RichWalk said:
Publicising a team as clean but with the stated intention of having (and producing winners) confuses me ; if your pathos is 'clean' then to some extent that must imply doping still exists, if you are producing winners then how, unless you are recruiting supermen, does that sit with the above?
Of course if its all 'marginal gains' and only an old guard of dopers left floating around the peleton then we can all sleep easy at night! Tad irreverant I know, but thats me!
The argument he puts forward can be summarised as follows:
1) During the height of the EPO era, it was essentially impossible to compete at the very top while clean and indeed it was essentially impossible for the less talented to keep up as pros at all.
2) Current anti-doping practices (and in particular the combination of EPO testing and the biopassport) have greatly reduced the ability of riders to take enough of the hot sauce to produce truly superhuman performances. This can be demonstrated through power outputs, which are no longer beyond those anticipated by sports scientists.
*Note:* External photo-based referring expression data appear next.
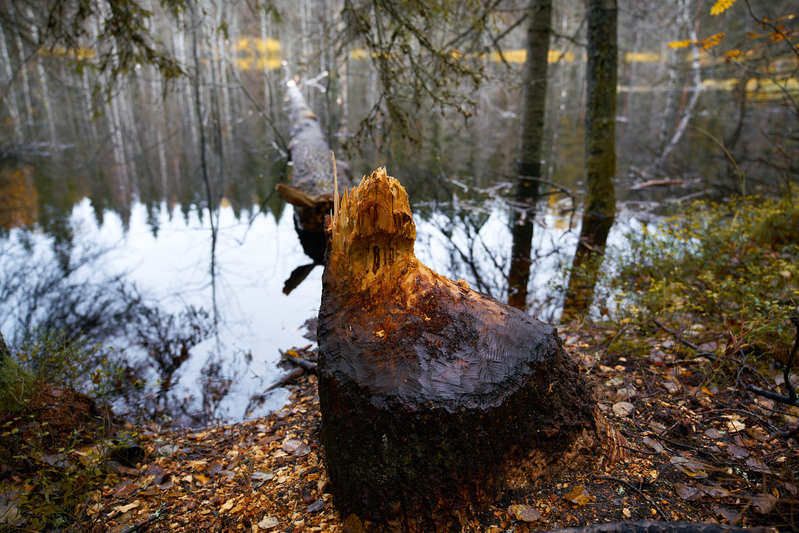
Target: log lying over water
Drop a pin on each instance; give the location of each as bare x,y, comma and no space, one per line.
311,189
433,396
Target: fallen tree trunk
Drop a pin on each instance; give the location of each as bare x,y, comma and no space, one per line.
647,526
311,188
434,397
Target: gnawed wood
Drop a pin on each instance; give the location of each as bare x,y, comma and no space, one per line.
311,187
434,396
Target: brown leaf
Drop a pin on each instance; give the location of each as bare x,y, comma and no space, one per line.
728,515
757,465
124,489
687,492
268,522
655,445
228,505
623,408
578,495
764,502
737,451
315,506
126,508
524,513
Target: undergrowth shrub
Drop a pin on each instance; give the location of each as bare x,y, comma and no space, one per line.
728,270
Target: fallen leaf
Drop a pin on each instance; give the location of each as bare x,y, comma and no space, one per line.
228,505
126,508
757,465
737,451
764,502
578,495
687,492
728,515
655,445
124,489
524,513
315,506
623,408
268,522
262,476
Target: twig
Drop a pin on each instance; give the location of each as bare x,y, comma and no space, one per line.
288,378
790,399
684,341
771,395
142,526
634,488
300,362
638,450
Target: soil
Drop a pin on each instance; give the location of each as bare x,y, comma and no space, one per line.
699,450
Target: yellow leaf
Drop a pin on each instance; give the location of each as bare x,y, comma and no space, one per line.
680,44
721,6
579,496
126,508
228,505
713,40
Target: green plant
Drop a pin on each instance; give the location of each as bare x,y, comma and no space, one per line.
53,438
731,268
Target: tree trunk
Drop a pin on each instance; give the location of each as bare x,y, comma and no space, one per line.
434,398
5,353
539,13
600,155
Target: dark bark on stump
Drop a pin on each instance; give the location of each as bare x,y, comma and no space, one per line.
431,393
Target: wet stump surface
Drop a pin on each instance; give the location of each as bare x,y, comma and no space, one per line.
432,395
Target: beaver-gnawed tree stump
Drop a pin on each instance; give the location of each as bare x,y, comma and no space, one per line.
433,396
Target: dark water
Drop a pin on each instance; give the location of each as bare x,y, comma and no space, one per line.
129,181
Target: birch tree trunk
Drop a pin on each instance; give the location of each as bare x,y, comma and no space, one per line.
13,108
600,155
539,13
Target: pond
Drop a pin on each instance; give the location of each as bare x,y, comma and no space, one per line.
120,193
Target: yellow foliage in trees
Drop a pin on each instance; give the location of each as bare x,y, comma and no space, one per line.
710,42
721,6
680,44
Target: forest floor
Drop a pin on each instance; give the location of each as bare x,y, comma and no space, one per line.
698,450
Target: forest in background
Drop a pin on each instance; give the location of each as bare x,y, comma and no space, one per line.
177,106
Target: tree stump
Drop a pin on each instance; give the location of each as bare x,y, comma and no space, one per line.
434,397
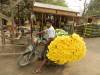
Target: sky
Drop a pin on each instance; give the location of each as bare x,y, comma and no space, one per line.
77,5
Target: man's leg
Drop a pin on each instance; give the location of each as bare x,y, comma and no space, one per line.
44,58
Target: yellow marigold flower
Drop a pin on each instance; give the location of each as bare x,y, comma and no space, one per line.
66,49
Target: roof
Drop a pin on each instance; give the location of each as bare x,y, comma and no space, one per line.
55,7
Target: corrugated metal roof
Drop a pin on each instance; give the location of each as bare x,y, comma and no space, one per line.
50,6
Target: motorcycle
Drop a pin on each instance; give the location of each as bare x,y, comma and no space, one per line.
31,54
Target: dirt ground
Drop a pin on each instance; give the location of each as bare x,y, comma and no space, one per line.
90,65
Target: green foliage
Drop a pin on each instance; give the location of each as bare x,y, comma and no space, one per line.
94,8
57,2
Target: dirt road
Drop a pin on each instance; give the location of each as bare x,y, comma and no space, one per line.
90,65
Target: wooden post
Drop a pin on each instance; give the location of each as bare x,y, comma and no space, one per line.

3) This doesn't mean that everyone is clean or anything similar. But it does mean that a highly talented clean rider can compete and win. Just as, for instance, a clean rider could do so before the EPO era when many were doped but dope was mostly itself the stuff of marginal gains. (As an aside, I strongly suspect that many of the substances taken in the old days were more the stuff of marginal losses).
4) The more effective anti-doping becomes, the less of an advantage doping gives you, the more the risk reward calculation on the part of cyclists and teams changes.
There are objections which can be raised to this argument, but it is reasonable and internally consistent. And it's also consistent with clean riders having the potential to win bigger races now than they did at other stages.